Guide d'autodéfense numérique

Mises à jour : les logiciels évoluent, c'est pourquoi il est vivement conseillé d'utiliser la version la plus à jour de cet outil, qui est disponible sur le site web https://guide.boum.org/.

Durée : de quelques minutes à une demi-heure.

Lors de l'utilisation de la cryptographie asymétrique, il est crucial de s'assurer que l'on dispose de la véritable clé publique de notre correspondant. Sinon, on s'expose à une attaque de l'homme du milieu : on authentifie ou on chiffre bien notre correspondance… pour notre adversaire.
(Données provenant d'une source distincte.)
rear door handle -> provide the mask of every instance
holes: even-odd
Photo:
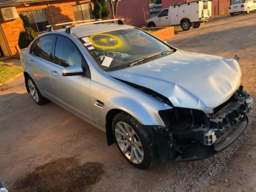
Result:
[[[94,104],[96,105],[98,105],[99,107],[100,107],[101,108],[104,107],[104,104],[98,100],[94,101]]]
[[[58,74],[57,71],[51,71],[51,73],[53,75],[54,75],[55,76],[58,76]]]

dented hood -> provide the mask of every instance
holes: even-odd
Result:
[[[177,50],[133,67],[108,72],[111,76],[154,90],[175,107],[212,113],[241,84],[236,60]]]

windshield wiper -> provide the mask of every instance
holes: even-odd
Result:
[[[159,55],[162,55],[162,56],[163,56],[163,55],[166,55],[167,54],[168,54],[170,52],[172,52],[173,51],[173,49],[170,49],[170,50],[168,50],[168,51],[164,51],[163,52],[159,52],[157,53],[154,53],[154,54],[151,55],[149,56],[148,56],[147,57],[143,57],[143,58],[140,59],[136,61],[134,61],[133,63],[131,63],[129,65],[128,65],[128,67],[134,66],[134,65],[137,65],[139,64],[142,64],[142,62],[148,59],[149,59],[149,58],[151,58],[154,57],[155,56]]]
[[[136,61],[134,62],[133,63],[131,63],[129,65],[128,65],[128,67],[134,66],[134,65],[138,64],[140,63],[141,63],[140,64],[141,64],[144,61],[148,59],[149,58],[154,57],[155,56],[159,55],[162,55],[162,53],[161,52],[159,52],[157,53],[154,53],[154,54],[151,55],[150,55],[148,56],[147,57],[144,57],[143,58],[139,59],[137,61]]]
[[[167,55],[168,53],[169,53],[170,52],[172,52],[173,51],[174,49],[170,49],[170,50],[168,50],[168,51],[164,51],[163,52],[162,52],[161,53],[161,54],[162,54],[162,56],[163,56],[163,55]]]

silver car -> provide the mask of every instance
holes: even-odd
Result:
[[[206,158],[243,133],[253,99],[236,60],[180,50],[121,20],[97,23],[51,26],[22,51],[36,103],[105,131],[142,169]]]

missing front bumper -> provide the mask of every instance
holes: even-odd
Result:
[[[209,114],[207,123],[201,126],[185,130],[172,129],[171,125],[169,128],[148,126],[150,127],[146,129],[155,141],[160,159],[185,161],[205,158],[236,140],[248,125],[247,114],[253,102],[242,90],[237,93],[235,100],[217,108],[215,113]]]

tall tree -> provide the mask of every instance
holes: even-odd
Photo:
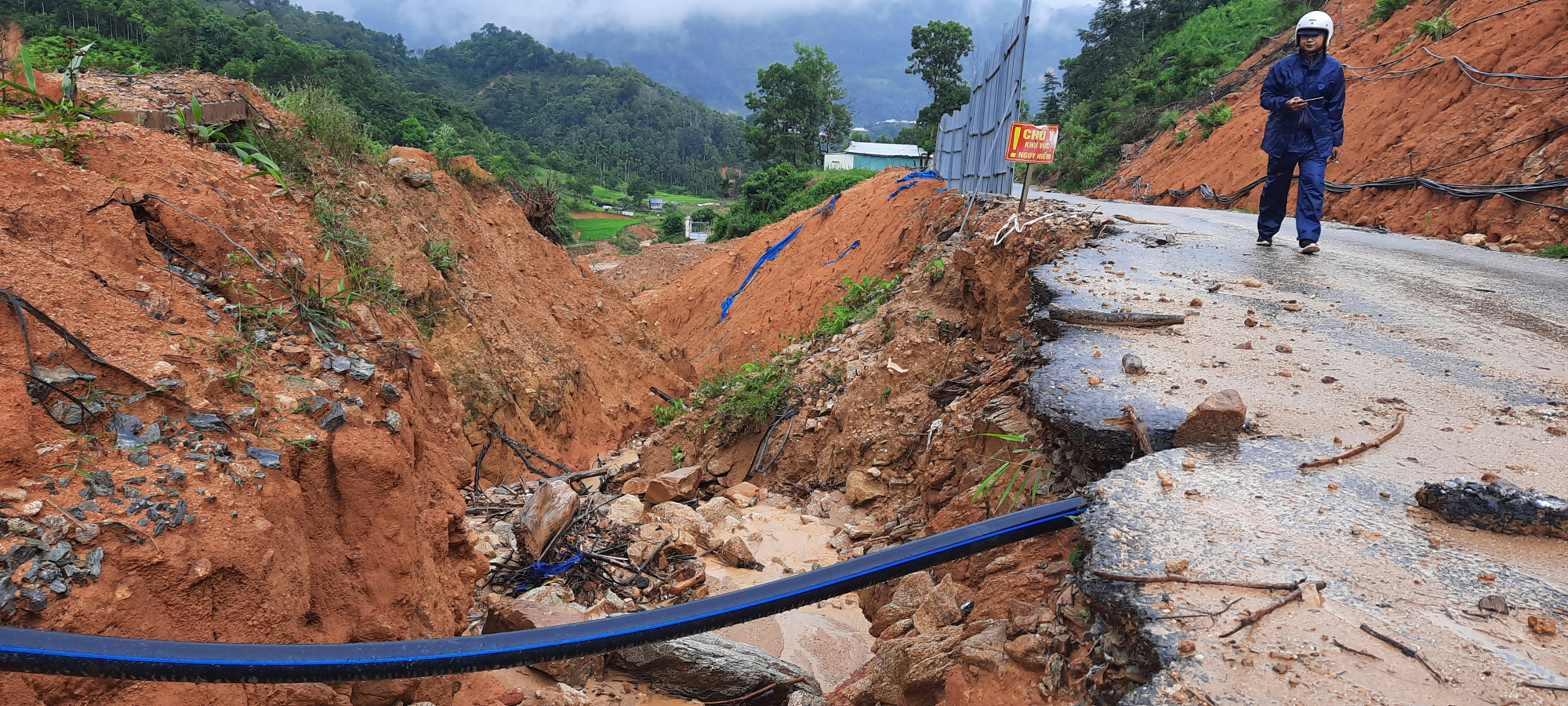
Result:
[[[1060,126],[1066,119],[1068,97],[1062,93],[1062,82],[1057,80],[1057,72],[1046,69],[1044,78],[1040,80],[1040,111],[1035,113],[1036,126]]]
[[[839,66],[818,45],[795,42],[795,63],[757,69],[757,89],[746,94],[753,110],[745,138],[751,160],[809,168],[822,152],[850,136],[848,96]]]
[[[920,108],[916,119],[920,147],[936,147],[936,126],[942,116],[963,108],[969,102],[969,83],[964,83],[963,58],[975,50],[974,36],[967,27],[953,20],[931,20],[909,28],[909,67],[905,74],[919,75],[931,88],[931,105]]]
On devra tout d'abord choisir une méthode pour s'assurer que l'on dispose de la bonne clé publique. On indiquera ensuite à OpenPGP notre confiance en cette clé.

Établir une confiance

En fonction des exigences de notre modèle de risque et de nos possibilités, on pourra choisir différentes façons pour vérifier l'authenticité d'une clé publique. Admettons qu'on doive vérifier l'authenticité de la clé publique d'Alice.

Se transmettre la clé par un canal sûr

Lorsque c'est possible, le plus simple est de se passer en main propre, à l'aide d'une clé USB par exemple, le fichier contenant la clé publique. Alice exporte alors sa clé publique vers un fichier, qu'elle stocke sur une clé USB éventuellement chiffrée qu'elle nous donne ensuite. On importera ensuite directement la clé publique d'Alice à partir de ce fichier.

Se transmettre l'empreinte par un canal sûr

L'un des inconvénients de la méthode précédente est qu'elle nécessite de se passer un fichier informatique par un moyen sûr. Cela n'est pas toujours possible. Heureusement, ce n'est en fait pas nécessaire : il suffit d'obtenir, par un moyen sûr, une somme de contrôle de la clé publique, qu'on appelle « empreinte » (ou « fingerprint » en anglais).

Alice peut ainsi publier sa clé publique sur Internet, par exemple sur son blog ou sur un serveur de clés. De notre côté, nous téléchargeons cette clé de façon non authentifiée, puis on vérifie que l'empreinte de la clé correspond à celle qu'Alice nous a fait parvenir de façon authentifiée. Pour voir l'empreinte de la clé d'Alice obtenue depuis Internet, il faudra l'importer dans notre trousseaux de clés, puis aller dans l'onglet Détails disponible en double-cliquant sur sa clé.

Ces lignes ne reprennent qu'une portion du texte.